NRF2 binds strong AREs at its cancer target gene loci
We next asked whether the NRF2 cancer target genes possess any unique features that could explain why they are more broadly responsive to oncogenic NRF2 than other NRF2 target genes. Because NRF2 is a DNA-binding transcription factor, we focused on characterizing ChIP-seq-derived NRF2 binding sites near the cancer target genes and non-cancer target genes (i.e., NRF2 targets not upregulated in 2 + cancer types). At the ChIP-seq peak-calling threshold used for this study, NRF2 has 3122 genome-wide DNA binding sites. Because some loci contain more than one binding site, this translates into 2016 potential direct NRF2 target genes – 32 cancer target genes and 1984 non-cancer target genes.To explore the relationship between NRF2 binding at its cancer versus non-cancer target genes, we first focused on strength of NRF2's ChIP-seq binding signals (fold enrichment over background) at these two classes of target genes. ChIP-seq binding reflects the degree to which a transcription factor is bound at a regulatory DNA region, averaged across a population of cells. This signal is often positively correlated with a transcription factor's regulatory potential at a given locus, although there are exceptions to this pattern [78], [79]. For NRF2, we found that its cancer target genes are generally associated with stronger NRF2 binding (median fold enrichment of 9.38; mean 19.64) relative to its non-cancer target genes (median fold enrichment of 6.46; mean 7.35) (Fig. 2A). A similar pattern was observed when we looked at the ARE sequences within NRF2 binding sites near its cancer and non-cancer target genes (Fig. 2B). For this comparison, we used position weight matrix (PWM) scores to quantify how closely a given region's strongest ARE matched the consensus ARE sequence; the NRF2 cancer target gene AREs were significantly stronger than the AREs at the non-cancer targets (median PWM score of 16.3 versus 13.1). Thus, one difference between the NRF2 cancer and non-cancer targets is that the cancer gene enhancers tend to be regulated by strong ARE sequences that are associated with robust NRF2 binding.
Fig. 2
ChIP enrichment and ARE strength at NRF2 cancer versus non-cancer target genes. (A) ChIP-seq fold enrichment (FE) across the two classes of NRF2 targets. (B) Same setup as (A) only comparing ARE position weight matrix (PWM) scores within ChIP-seq peaks across the two classes of NRF2 targets. For both (A) and (B) boxplots represent the 25th, 50th (median) and 75th percentiles of the data, whiskers show the range of the data minus outliers, and each dot represents a single NRF2 target. (*** p ≤ 0.001).

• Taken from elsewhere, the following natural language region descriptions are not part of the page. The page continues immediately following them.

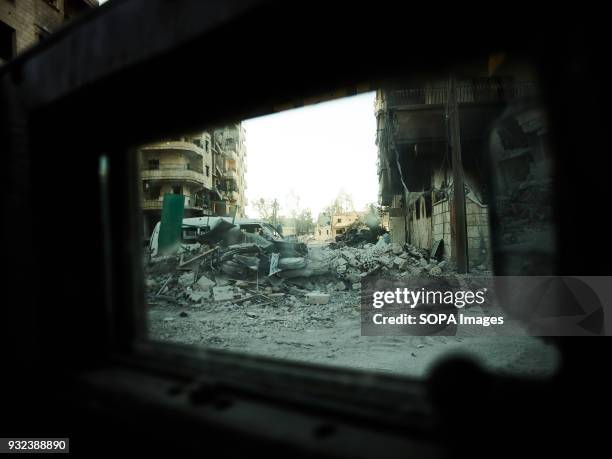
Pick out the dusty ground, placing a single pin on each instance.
(331, 334)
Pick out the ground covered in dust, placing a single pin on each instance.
(331, 334)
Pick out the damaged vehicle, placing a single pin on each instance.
(197, 227)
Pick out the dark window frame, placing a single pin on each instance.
(116, 343)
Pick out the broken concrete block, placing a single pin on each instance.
(204, 284)
(196, 297)
(223, 293)
(396, 249)
(292, 263)
(186, 279)
(317, 298)
(386, 261)
(151, 284)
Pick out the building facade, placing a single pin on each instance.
(209, 174)
(229, 159)
(415, 159)
(23, 23)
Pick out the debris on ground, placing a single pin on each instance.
(230, 266)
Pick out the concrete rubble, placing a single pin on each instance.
(233, 268)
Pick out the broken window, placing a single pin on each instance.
(7, 42)
(255, 255)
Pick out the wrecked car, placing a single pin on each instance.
(195, 229)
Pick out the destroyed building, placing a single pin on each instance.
(229, 158)
(323, 228)
(24, 23)
(209, 174)
(416, 170)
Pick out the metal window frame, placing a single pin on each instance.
(81, 65)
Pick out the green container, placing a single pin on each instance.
(169, 239)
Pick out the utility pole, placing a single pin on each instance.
(458, 203)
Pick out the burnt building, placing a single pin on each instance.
(23, 23)
(495, 127)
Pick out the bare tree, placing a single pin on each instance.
(265, 209)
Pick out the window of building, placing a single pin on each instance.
(7, 42)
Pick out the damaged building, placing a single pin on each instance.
(206, 168)
(415, 139)
(24, 23)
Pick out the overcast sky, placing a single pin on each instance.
(313, 152)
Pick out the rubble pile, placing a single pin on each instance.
(524, 210)
(230, 267)
(353, 263)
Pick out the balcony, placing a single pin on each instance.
(177, 172)
(230, 154)
(232, 196)
(175, 145)
(157, 204)
(230, 174)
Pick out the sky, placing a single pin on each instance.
(313, 152)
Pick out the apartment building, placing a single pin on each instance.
(23, 23)
(229, 158)
(208, 173)
(415, 161)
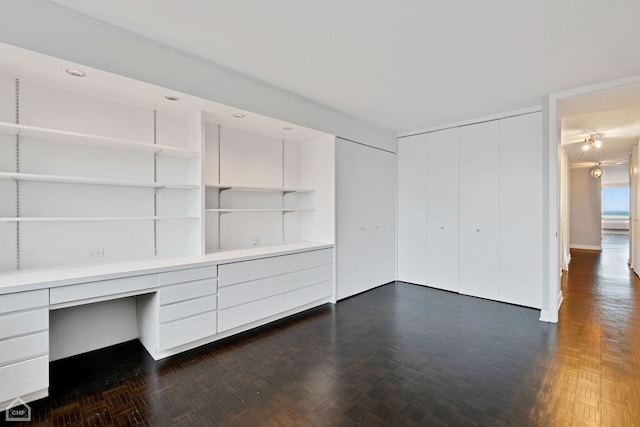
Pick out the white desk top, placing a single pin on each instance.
(31, 279)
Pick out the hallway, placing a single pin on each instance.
(597, 363)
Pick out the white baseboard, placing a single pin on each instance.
(548, 315)
(588, 247)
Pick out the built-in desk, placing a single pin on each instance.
(181, 303)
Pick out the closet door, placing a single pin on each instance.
(442, 209)
(366, 218)
(412, 209)
(382, 228)
(520, 210)
(352, 219)
(479, 210)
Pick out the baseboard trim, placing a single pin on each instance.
(586, 247)
(549, 316)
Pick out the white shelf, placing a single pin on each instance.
(91, 218)
(260, 188)
(91, 140)
(257, 210)
(90, 181)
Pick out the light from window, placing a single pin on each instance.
(615, 201)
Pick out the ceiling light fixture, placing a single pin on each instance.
(593, 141)
(597, 171)
(75, 73)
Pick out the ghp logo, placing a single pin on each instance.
(18, 411)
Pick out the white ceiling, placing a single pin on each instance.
(49, 71)
(401, 65)
(615, 114)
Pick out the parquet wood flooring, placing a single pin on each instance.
(398, 355)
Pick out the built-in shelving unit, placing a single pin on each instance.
(112, 164)
(223, 187)
(284, 210)
(90, 218)
(91, 140)
(91, 181)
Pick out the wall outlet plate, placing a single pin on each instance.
(95, 253)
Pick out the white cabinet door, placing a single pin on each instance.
(520, 210)
(412, 209)
(382, 205)
(479, 210)
(352, 219)
(365, 220)
(442, 209)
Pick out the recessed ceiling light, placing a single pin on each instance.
(76, 73)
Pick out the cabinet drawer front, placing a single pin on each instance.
(310, 294)
(187, 291)
(258, 289)
(188, 275)
(12, 325)
(244, 271)
(103, 288)
(187, 330)
(183, 309)
(23, 300)
(22, 378)
(25, 347)
(309, 259)
(250, 312)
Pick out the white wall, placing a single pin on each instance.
(585, 210)
(57, 33)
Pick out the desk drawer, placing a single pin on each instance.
(304, 260)
(103, 288)
(244, 271)
(188, 275)
(242, 293)
(188, 308)
(20, 379)
(23, 300)
(24, 347)
(187, 330)
(186, 291)
(12, 325)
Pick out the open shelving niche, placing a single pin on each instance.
(53, 180)
(240, 210)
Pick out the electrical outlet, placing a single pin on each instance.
(95, 253)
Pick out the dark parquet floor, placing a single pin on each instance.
(399, 355)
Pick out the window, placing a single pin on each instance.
(615, 201)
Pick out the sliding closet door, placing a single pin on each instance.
(442, 209)
(520, 210)
(479, 210)
(365, 218)
(352, 219)
(412, 209)
(381, 169)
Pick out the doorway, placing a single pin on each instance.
(609, 113)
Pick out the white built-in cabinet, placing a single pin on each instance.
(474, 225)
(412, 209)
(365, 217)
(442, 209)
(480, 209)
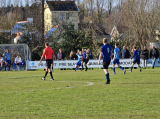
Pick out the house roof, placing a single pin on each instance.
(50, 31)
(19, 27)
(62, 5)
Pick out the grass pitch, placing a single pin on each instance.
(80, 95)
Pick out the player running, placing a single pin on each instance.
(49, 55)
(116, 59)
(80, 59)
(136, 59)
(106, 52)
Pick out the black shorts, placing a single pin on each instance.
(106, 64)
(86, 61)
(48, 63)
(136, 61)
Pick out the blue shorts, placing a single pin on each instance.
(78, 64)
(8, 61)
(116, 61)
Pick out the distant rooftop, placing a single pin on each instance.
(62, 5)
(50, 32)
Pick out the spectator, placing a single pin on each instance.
(7, 55)
(90, 54)
(145, 57)
(17, 61)
(1, 62)
(73, 56)
(132, 53)
(60, 55)
(125, 53)
(77, 52)
(154, 54)
(98, 54)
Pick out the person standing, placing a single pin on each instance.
(145, 57)
(60, 55)
(154, 54)
(18, 61)
(125, 53)
(116, 59)
(48, 53)
(136, 57)
(80, 59)
(1, 62)
(7, 59)
(106, 52)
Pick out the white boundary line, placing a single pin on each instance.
(88, 84)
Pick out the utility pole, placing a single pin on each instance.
(42, 22)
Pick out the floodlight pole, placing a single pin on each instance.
(42, 22)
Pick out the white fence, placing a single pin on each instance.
(93, 64)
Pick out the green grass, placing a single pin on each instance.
(134, 95)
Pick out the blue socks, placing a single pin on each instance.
(121, 68)
(107, 76)
(113, 70)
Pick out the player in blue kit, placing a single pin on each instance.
(80, 59)
(136, 59)
(106, 52)
(7, 59)
(116, 59)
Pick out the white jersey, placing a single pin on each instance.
(18, 59)
(1, 59)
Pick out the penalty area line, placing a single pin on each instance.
(29, 91)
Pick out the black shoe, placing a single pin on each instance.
(108, 81)
(43, 78)
(82, 69)
(86, 69)
(52, 79)
(124, 72)
(140, 70)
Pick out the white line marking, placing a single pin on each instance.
(88, 84)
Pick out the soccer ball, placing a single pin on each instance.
(89, 63)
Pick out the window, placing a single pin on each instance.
(67, 15)
(61, 15)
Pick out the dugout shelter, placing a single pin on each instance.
(21, 49)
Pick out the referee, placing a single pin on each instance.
(106, 52)
(49, 55)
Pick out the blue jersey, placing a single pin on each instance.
(136, 55)
(116, 50)
(106, 49)
(7, 56)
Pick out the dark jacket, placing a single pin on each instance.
(125, 53)
(90, 55)
(58, 56)
(154, 53)
(145, 54)
(73, 56)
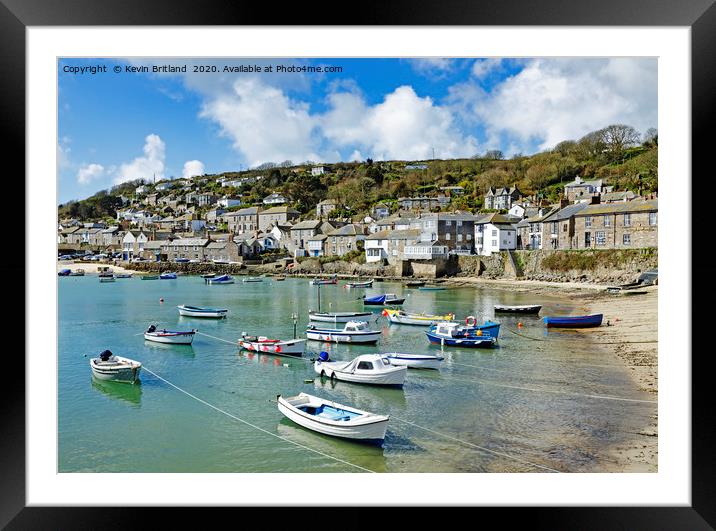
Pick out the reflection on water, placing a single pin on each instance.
(131, 393)
(531, 397)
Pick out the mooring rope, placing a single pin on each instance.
(501, 454)
(253, 425)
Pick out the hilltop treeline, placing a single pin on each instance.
(618, 154)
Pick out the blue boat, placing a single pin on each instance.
(578, 321)
(383, 300)
(457, 335)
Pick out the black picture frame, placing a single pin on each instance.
(699, 15)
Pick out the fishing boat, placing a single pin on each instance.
(457, 335)
(169, 336)
(323, 281)
(339, 317)
(578, 321)
(288, 347)
(330, 418)
(383, 300)
(110, 367)
(366, 284)
(196, 311)
(525, 308)
(415, 361)
(223, 279)
(414, 283)
(419, 319)
(352, 332)
(431, 288)
(374, 369)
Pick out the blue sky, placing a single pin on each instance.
(114, 127)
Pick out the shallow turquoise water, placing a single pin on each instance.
(525, 401)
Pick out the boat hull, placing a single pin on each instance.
(213, 314)
(534, 308)
(293, 347)
(173, 338)
(339, 317)
(582, 321)
(415, 361)
(338, 336)
(394, 376)
(366, 429)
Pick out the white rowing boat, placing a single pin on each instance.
(196, 311)
(353, 332)
(333, 419)
(375, 369)
(414, 361)
(116, 368)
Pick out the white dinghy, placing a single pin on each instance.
(414, 361)
(333, 419)
(353, 332)
(169, 336)
(110, 367)
(374, 369)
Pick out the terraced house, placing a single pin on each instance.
(632, 224)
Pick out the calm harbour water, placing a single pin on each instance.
(526, 398)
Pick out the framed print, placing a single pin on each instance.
(263, 233)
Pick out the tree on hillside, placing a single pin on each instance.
(617, 138)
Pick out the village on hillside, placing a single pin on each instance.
(162, 222)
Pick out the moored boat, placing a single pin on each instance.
(323, 281)
(196, 311)
(415, 361)
(288, 347)
(419, 319)
(577, 321)
(169, 336)
(366, 284)
(331, 418)
(374, 369)
(383, 300)
(353, 332)
(116, 368)
(339, 317)
(524, 308)
(222, 279)
(455, 334)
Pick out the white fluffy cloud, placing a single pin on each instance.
(403, 126)
(147, 166)
(89, 173)
(551, 100)
(193, 168)
(264, 124)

ChIP enrichment and ARE strength at NRF2 cancer versus non-cancer target genes. (A) ChIP-seq fold enrichment (FE) across the two classes of NRF2 targets. (B) Same setup as (A) only comparing ARE position weight matrix (PWM) scores within ChIP-seq peaks across the two classes of NRF2 targets. For both (A) and (B) boxplots represent the 25th, 50th (median) and 75th percentiles of the data, whiskers show the range of the data minus outliers, and each dot represents a single NRF2 target. (*** p ≤ 0.001).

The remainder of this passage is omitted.